En second lieu, la mesure favorise le développement des approches partenariales de la politique de prévention de la délinquance. Au-delà de l'exercice de ses compétences en matière d'action sociale, le département peut jouer un rôle précieux dans l'animation de cette politique, notamment en orientant sa politique de soutien logistique et financier aux communes, en faveur des politiques de sécurité. Par exemple, certains départements financent des équipements de vidéoprotection, notamment en faveur des communes rurales. L'intégration des départements au « tour de table » permet également une circulation plus complète des informations pertinentes. Ainsi, les politiques de l'ASE et de la prévention spécialisée, par-delà leur fonction d'action sociale, sont par exemple susceptibles de donner accès à des informations ou à des « signaux faibles » pouvant s'avérer extrêmement précieux pour les maires et pour les forces de sécurité intérieure, notamment dans le domaine de la lutte contre la radicalisation.

*

* *

La commission a adopté la proposition de loi sans modification.
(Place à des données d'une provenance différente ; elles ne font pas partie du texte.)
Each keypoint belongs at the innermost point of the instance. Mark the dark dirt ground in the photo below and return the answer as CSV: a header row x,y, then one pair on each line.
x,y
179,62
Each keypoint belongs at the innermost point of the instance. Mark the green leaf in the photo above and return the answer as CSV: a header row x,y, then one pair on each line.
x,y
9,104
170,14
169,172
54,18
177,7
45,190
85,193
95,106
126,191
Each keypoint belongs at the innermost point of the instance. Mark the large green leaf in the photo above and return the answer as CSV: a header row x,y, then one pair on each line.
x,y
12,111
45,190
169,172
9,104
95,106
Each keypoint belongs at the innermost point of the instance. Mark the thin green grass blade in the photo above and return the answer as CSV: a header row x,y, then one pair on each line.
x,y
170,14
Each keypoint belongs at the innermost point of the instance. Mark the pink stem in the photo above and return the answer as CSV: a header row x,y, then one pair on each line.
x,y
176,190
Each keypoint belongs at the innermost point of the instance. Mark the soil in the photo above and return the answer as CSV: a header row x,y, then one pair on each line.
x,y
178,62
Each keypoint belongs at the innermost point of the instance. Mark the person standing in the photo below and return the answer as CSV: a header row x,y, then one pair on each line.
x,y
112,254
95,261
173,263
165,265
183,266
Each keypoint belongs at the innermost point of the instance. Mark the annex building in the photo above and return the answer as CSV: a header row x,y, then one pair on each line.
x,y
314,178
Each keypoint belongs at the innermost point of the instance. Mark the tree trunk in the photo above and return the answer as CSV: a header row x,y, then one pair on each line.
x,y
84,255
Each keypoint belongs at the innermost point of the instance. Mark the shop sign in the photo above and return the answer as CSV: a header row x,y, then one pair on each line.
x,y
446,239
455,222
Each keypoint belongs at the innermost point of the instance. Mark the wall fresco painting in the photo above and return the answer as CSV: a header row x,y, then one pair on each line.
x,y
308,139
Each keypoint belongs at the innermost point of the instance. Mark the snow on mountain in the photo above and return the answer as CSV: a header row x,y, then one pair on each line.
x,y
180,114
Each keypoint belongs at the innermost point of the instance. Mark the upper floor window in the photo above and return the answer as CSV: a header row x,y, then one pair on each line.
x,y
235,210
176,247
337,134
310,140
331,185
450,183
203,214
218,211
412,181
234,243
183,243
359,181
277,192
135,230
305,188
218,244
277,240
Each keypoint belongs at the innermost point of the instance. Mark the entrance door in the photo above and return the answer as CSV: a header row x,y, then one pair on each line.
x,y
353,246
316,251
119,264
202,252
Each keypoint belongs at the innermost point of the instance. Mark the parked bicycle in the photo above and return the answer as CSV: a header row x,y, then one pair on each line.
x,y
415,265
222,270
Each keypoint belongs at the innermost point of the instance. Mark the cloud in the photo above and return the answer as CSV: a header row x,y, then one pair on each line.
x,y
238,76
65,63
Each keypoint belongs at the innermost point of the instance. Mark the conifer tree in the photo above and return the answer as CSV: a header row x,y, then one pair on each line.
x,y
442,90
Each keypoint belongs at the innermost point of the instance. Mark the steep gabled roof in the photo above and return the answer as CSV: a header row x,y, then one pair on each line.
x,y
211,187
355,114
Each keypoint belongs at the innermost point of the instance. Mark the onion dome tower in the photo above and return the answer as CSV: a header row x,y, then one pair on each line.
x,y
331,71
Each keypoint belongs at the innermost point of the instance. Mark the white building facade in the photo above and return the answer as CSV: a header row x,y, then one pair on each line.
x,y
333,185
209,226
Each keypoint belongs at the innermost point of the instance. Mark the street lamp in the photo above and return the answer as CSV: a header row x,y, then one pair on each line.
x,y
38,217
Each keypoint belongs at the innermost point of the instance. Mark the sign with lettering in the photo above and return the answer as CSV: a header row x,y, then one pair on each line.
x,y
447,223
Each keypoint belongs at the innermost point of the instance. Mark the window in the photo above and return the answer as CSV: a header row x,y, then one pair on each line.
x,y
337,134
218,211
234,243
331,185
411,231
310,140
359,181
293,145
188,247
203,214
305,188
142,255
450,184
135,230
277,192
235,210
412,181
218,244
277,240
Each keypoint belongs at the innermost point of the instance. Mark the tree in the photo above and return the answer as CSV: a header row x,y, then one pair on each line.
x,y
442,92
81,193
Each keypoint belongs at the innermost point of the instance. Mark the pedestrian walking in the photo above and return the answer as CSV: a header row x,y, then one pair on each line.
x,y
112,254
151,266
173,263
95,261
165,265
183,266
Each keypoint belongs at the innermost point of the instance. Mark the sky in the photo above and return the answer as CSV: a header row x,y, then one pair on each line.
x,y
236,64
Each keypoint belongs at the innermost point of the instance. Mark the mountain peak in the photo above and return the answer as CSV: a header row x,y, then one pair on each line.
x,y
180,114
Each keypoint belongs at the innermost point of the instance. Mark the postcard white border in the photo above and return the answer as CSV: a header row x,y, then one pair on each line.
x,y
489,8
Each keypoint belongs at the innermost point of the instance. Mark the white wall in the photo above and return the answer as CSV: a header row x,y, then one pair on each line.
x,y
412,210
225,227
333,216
EXAMEN DE L'ARTICLE UNIQUE

Article unique
Élargissement aux présidents de conseil départemental des membres de droit des conseils locaux et intercommunaux de prévention de la délinquance

L'article unique de la présente proposition de loi tend à rétablir les présidents de conseil départemental parmi les membres de droit des conseils locaux et intercommunaux de prévention de la délinquance.

En effet, la loi du 21 mars 2024 renforçant la sécurité et la protection des maires et des élus locaux a remonté au niveau de la loi les dispositions relatives à la composition des CLSPD et des CISPD, auparavant régies par voie réglementaire. Ce faisant, elle a retiré les présidents du conseil départemental de la liste des membres de droit.
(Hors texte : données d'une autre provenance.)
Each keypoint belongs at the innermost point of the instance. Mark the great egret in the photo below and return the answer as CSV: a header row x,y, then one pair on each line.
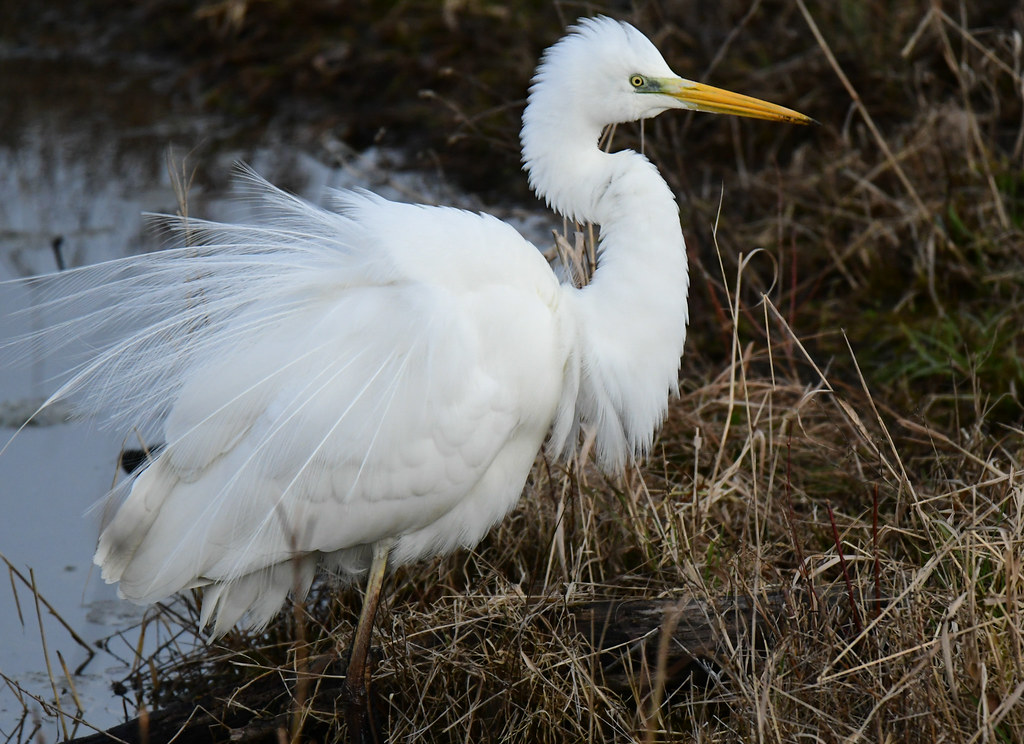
x,y
370,384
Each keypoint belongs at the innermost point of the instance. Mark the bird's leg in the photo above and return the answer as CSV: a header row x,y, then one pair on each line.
x,y
356,677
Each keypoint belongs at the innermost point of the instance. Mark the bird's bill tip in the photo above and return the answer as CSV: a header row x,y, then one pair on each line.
x,y
716,100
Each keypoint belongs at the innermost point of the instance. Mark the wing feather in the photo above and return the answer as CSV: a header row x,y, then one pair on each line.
x,y
323,380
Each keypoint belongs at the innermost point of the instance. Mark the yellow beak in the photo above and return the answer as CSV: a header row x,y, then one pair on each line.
x,y
716,100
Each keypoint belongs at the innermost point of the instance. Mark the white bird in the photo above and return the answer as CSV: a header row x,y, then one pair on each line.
x,y
369,384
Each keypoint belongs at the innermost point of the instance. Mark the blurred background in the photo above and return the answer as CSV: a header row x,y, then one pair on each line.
x,y
878,258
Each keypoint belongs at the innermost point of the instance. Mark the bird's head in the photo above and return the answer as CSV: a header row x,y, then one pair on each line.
x,y
608,73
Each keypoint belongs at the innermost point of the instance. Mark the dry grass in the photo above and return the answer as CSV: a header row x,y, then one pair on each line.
x,y
851,422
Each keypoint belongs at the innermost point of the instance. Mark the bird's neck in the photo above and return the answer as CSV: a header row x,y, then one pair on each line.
x,y
631,319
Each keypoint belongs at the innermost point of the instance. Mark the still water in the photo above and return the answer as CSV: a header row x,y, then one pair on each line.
x,y
84,151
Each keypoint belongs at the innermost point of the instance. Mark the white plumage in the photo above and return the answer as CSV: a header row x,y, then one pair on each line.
x,y
328,380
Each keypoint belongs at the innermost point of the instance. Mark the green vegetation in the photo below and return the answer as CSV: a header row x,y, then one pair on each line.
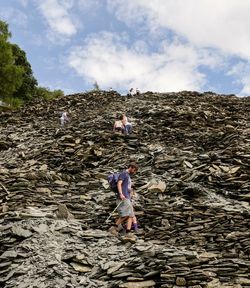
x,y
17,83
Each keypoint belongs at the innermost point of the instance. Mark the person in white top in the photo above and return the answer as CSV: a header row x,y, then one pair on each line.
x,y
118,125
64,118
127,126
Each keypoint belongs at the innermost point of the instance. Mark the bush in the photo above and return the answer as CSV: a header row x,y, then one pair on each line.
x,y
13,102
46,94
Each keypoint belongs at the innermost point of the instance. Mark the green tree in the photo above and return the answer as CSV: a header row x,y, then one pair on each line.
x,y
27,90
11,75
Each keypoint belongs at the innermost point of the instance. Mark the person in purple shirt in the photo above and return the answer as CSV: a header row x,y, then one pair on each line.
x,y
125,208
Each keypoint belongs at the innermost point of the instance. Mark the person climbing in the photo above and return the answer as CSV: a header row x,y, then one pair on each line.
x,y
127,126
118,125
125,208
64,118
130,92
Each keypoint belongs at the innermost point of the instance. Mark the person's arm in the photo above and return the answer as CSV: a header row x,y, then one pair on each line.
x,y
119,187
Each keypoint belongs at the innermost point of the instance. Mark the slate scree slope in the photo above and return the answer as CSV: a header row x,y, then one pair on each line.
x,y
192,203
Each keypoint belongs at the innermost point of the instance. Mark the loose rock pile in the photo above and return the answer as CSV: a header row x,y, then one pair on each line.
x,y
193,192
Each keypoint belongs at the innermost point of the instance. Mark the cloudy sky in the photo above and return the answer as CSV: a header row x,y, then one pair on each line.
x,y
156,45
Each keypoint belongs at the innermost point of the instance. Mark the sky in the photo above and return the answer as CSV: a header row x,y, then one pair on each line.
x,y
156,45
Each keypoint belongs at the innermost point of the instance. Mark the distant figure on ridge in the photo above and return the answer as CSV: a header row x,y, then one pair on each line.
x,y
122,125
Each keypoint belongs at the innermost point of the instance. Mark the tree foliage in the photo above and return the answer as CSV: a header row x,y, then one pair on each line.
x,y
11,75
28,87
17,83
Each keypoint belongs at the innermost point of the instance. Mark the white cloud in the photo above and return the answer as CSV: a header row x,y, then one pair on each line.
x,y
106,58
88,4
57,15
14,16
24,2
222,24
241,72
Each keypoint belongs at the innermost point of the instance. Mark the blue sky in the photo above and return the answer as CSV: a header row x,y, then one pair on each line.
x,y
156,45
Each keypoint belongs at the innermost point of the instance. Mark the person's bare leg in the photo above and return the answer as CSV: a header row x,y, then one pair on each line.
x,y
121,220
129,223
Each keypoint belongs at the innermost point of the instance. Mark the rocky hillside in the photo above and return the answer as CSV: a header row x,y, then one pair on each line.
x,y
193,192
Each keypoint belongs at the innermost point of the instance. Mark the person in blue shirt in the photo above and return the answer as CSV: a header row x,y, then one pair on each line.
x,y
125,208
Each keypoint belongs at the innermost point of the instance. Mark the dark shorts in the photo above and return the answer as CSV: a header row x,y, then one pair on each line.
x,y
125,209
La commission des lois a jugé cette mesure de rétablissement pleinement opportune, et ce pour deux raisons principales :

- elle est pleinement cohérente avec les compétences des départements en matière d'action sociale ;

- elle favorise le développement d'approches partenariales de la politique de prévention de la délinquance qui, compte tenu de son caractère intrinsèquement protéiforme, appelle une mobilisation et une coopération de l'ensemble des acteurs impliqués.

L'ensemble des acteurs interrogés (administrations, associations d'élus du bloc communal, Départements de France, collectivités territoriales) partage cette position.

La commission des lois a adopté cet article sans modification.

1. Les conseils locaux et intercommunaux de prévention de la délinquance : une instance précieuse pour l'animation des politiques locales de sécurité, dont les présidents de conseil départemental ne sont plus membres de droit depuis 2024

Institués par le décret n° 2002-999 du 17 juillet 2002 relatif aux dispositifs territoriaux de sécurité et de coopération pour la prévention et la lutte contre la délinquance, les conseils locaux de sécurité et de prévention de la délinquance (CLSPD) constituent des instances de coordination et de pilotage de la politique locale de prévention de la délinquance, présidés par les maires. À cette fin, elles favorisent notamment les échanges d'informations entre les organismes publics et privés concernés et peuvent proposer des actions de prévention dont elles assurent le suivi et l'évaluation. Le cas échéant, elles assurent l'animation et le suivi du contrat local de sécurité.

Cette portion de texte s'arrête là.